When asked her strategy on the track today, Willoughby said, “You do what you got to do. I’m just trying to run clean laps, figure out my lines, and obviously, you got to get to the front and control your race as best as you can, but there’s strategy involved with it. There’s weather conditions, the heat, the physicality of the track, and all these other things that can play a factor. I’m just trying to be as prepared as I can be for tomorrow.”
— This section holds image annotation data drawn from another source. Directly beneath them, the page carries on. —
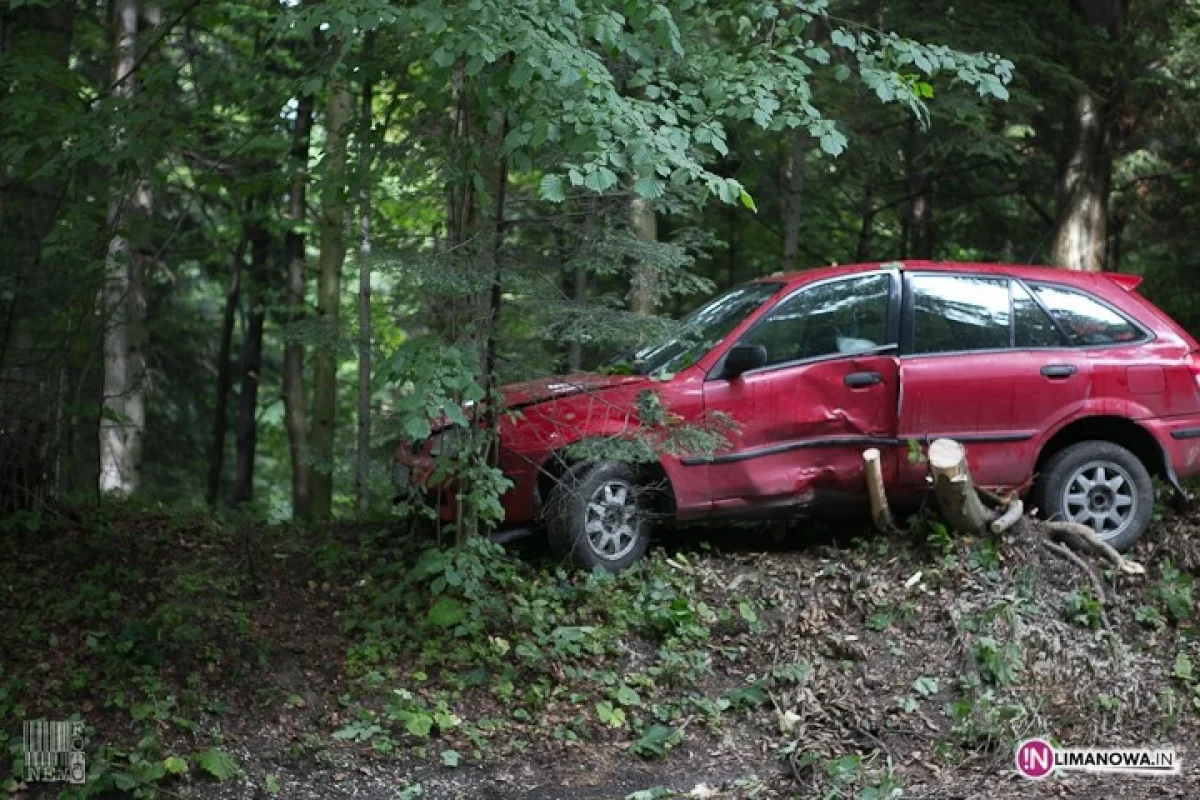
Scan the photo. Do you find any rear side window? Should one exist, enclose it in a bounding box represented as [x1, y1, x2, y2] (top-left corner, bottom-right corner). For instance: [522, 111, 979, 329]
[742, 272, 892, 366]
[910, 275, 1012, 353]
[1013, 281, 1067, 349]
[1033, 284, 1146, 345]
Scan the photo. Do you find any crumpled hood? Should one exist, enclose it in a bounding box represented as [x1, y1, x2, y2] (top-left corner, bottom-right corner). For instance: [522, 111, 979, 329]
[500, 372, 650, 410]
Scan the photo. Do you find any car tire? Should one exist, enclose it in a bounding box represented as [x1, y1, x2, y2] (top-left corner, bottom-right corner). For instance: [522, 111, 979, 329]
[544, 462, 652, 572]
[1034, 441, 1154, 552]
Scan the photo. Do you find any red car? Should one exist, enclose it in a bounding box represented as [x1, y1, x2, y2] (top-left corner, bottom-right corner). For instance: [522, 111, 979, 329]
[395, 261, 1200, 571]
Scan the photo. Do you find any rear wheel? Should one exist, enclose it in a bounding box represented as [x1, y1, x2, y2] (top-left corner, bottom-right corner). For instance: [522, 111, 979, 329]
[545, 462, 650, 572]
[1038, 441, 1154, 551]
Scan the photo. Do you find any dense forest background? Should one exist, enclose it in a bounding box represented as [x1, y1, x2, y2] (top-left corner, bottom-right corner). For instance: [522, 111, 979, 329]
[0, 0, 1200, 518]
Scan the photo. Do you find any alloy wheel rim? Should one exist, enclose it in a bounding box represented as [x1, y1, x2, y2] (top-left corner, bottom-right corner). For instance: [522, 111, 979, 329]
[583, 481, 637, 561]
[1062, 461, 1138, 541]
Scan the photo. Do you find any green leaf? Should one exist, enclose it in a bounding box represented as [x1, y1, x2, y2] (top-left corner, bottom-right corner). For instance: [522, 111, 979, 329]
[162, 756, 187, 775]
[196, 747, 241, 781]
[404, 416, 432, 440]
[596, 700, 625, 728]
[404, 711, 433, 739]
[829, 28, 858, 53]
[617, 686, 642, 705]
[425, 595, 467, 628]
[625, 786, 674, 800]
[538, 173, 566, 203]
[1175, 651, 1195, 682]
[634, 175, 666, 200]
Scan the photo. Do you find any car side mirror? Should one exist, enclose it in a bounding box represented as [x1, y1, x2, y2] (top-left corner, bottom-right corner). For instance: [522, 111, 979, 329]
[725, 344, 767, 378]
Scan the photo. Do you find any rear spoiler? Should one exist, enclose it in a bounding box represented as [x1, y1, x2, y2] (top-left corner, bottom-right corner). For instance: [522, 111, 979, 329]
[1104, 272, 1141, 291]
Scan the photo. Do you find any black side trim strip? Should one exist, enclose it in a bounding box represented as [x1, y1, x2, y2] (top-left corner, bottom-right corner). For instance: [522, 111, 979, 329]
[679, 437, 900, 467]
[679, 429, 1041, 467]
[945, 433, 1033, 444]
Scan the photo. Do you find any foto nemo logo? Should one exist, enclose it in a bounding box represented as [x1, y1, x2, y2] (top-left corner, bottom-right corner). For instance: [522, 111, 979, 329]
[1016, 739, 1054, 781]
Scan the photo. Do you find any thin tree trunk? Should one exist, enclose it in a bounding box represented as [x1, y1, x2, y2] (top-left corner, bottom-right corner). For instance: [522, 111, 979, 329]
[432, 61, 481, 343]
[630, 196, 659, 314]
[354, 38, 374, 512]
[98, 0, 152, 495]
[1050, 0, 1127, 272]
[204, 227, 250, 506]
[854, 168, 875, 264]
[1051, 91, 1112, 272]
[722, 205, 742, 289]
[229, 221, 271, 506]
[782, 130, 806, 272]
[311, 77, 350, 519]
[283, 95, 313, 518]
[475, 117, 509, 543]
[901, 120, 934, 259]
[566, 198, 600, 372]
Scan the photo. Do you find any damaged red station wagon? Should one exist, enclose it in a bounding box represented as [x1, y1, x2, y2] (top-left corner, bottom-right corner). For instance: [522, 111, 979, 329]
[395, 261, 1200, 571]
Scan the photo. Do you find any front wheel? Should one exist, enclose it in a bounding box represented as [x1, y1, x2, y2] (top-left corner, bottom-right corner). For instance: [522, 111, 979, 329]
[1038, 441, 1154, 552]
[545, 462, 650, 572]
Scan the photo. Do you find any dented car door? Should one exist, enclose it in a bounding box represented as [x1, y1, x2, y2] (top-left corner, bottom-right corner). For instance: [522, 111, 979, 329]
[695, 270, 899, 511]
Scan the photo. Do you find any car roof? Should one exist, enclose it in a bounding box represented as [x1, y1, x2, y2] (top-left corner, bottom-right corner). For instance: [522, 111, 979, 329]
[757, 259, 1141, 290]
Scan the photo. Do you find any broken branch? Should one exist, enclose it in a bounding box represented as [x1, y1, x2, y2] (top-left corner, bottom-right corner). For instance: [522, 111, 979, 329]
[1042, 522, 1146, 575]
[991, 493, 1025, 534]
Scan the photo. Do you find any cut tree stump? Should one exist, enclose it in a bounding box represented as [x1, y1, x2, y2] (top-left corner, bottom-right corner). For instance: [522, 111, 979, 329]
[863, 439, 1146, 582]
[926, 439, 994, 535]
[863, 447, 899, 534]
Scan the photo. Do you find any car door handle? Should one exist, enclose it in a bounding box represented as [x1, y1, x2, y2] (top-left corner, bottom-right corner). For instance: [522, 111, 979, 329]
[1042, 363, 1075, 380]
[842, 372, 883, 389]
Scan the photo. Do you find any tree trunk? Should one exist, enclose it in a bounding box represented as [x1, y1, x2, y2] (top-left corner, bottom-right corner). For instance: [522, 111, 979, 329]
[229, 220, 271, 506]
[782, 130, 806, 272]
[630, 196, 659, 314]
[283, 95, 313, 518]
[311, 77, 350, 519]
[928, 439, 992, 535]
[1051, 0, 1127, 272]
[1051, 91, 1112, 272]
[98, 0, 152, 495]
[566, 198, 600, 372]
[902, 120, 934, 259]
[354, 38, 374, 512]
[854, 172, 875, 264]
[204, 227, 250, 506]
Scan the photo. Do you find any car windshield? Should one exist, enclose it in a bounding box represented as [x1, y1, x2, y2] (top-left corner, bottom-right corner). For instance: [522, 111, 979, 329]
[605, 282, 784, 375]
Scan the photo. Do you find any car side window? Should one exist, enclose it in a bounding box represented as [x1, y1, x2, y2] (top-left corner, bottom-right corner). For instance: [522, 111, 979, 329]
[1033, 284, 1145, 345]
[910, 275, 1012, 353]
[740, 272, 892, 366]
[1013, 281, 1067, 348]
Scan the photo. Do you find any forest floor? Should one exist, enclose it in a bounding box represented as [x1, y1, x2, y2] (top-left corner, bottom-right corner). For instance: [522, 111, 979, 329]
[0, 510, 1200, 800]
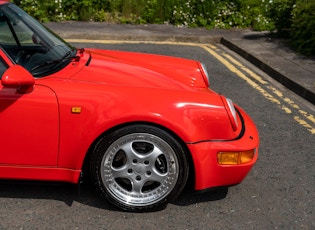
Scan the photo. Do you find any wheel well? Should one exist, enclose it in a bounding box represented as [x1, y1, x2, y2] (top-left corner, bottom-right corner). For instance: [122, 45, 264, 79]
[82, 122, 195, 184]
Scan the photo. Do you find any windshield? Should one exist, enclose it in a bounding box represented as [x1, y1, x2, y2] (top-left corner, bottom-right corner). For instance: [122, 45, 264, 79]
[0, 4, 76, 77]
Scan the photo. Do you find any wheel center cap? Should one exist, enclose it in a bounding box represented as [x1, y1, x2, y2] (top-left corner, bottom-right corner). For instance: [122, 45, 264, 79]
[135, 165, 146, 175]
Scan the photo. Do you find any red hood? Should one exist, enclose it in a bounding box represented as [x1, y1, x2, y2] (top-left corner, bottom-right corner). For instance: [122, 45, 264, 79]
[72, 49, 207, 89]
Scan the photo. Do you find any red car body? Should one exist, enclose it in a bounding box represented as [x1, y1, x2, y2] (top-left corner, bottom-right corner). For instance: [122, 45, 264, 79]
[0, 1, 259, 211]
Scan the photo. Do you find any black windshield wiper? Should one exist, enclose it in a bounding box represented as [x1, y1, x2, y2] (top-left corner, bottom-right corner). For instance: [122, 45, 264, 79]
[31, 50, 80, 72]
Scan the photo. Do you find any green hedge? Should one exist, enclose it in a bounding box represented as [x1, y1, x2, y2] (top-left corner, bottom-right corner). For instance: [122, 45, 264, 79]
[14, 0, 271, 30]
[14, 0, 315, 55]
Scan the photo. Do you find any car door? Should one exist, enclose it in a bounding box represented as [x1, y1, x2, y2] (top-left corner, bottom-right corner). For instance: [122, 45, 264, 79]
[0, 52, 59, 167]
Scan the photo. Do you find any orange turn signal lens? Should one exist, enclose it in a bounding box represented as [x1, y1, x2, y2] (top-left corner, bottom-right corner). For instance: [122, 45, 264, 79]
[217, 149, 255, 165]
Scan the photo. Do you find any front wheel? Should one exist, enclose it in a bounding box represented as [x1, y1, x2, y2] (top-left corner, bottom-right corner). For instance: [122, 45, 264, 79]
[91, 125, 188, 211]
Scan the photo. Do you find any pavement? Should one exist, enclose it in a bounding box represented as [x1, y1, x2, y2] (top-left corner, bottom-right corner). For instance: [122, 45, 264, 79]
[45, 22, 315, 105]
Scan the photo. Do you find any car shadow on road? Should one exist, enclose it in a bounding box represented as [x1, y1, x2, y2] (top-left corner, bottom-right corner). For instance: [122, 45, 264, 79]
[0, 180, 228, 211]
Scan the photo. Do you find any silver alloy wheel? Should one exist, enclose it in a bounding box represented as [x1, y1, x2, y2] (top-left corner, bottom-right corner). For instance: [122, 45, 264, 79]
[100, 133, 179, 206]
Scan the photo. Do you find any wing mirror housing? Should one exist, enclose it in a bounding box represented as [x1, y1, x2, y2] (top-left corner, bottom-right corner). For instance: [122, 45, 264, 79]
[1, 65, 35, 93]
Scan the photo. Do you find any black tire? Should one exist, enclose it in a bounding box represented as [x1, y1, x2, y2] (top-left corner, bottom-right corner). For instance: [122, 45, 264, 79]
[91, 125, 189, 212]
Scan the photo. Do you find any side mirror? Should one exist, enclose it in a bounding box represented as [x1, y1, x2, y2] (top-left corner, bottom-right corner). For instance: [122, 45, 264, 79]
[1, 65, 35, 93]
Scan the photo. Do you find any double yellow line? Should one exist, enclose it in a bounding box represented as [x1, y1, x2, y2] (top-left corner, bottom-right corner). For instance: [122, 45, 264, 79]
[67, 39, 315, 135]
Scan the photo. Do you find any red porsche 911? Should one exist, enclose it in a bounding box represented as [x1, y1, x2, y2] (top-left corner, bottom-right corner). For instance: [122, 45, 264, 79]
[0, 1, 259, 211]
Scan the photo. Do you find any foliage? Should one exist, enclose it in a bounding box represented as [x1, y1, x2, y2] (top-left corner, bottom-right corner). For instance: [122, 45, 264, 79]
[267, 0, 297, 37]
[14, 0, 269, 30]
[13, 0, 315, 54]
[290, 0, 315, 55]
“I feel like I’m in a great headspace. I’ve had a lot of success over the last several years, and I’ve been finding my groove. I think that helps. Having Sam [Willoughby] at my side, with someone who is as prepared as he is really, caters to me. I think that I feel as prepared as I’ve ever been. So I’m fine with whatever comes my way,” said Willoughby about her mental space and preparation moving into these Games.
In heat two, Stancil and Laura Smulders (NED) went head-to-head each round. Stancil placed second to Smulders in her heat, one point separating them. They will both advance to the next round.
“Today’s going great. Today was the first round of motos, and I went first, second, second. It was really good to be thrown in with some really fast girls to begin with, so tomorrow’s not that much of a surprise. It was fun battling with [Smulders] around the track,” said Stancil. “I know some points I need to improve on and where I need to carry more speed around. It was really really fun to be thrown right into it with some fast girls.”
At 19-years-old and competing in her first Olympic Games, Ridenour had a great ride but came up just shy on her last round. She needed to beat Dutch rider Elke Vanhoof, but Vanoof crossed the line 0.203 ahead.
Sharrah, Fields, Willoughby, and Stancil will take the gate tomorrow at the Ariake Urban Sports Park and start with the semi-finals then on to the main events! In Rio 2016, Team USA walked away with two medals from the event with Fields and Willoughby, who are looking to double down again this year.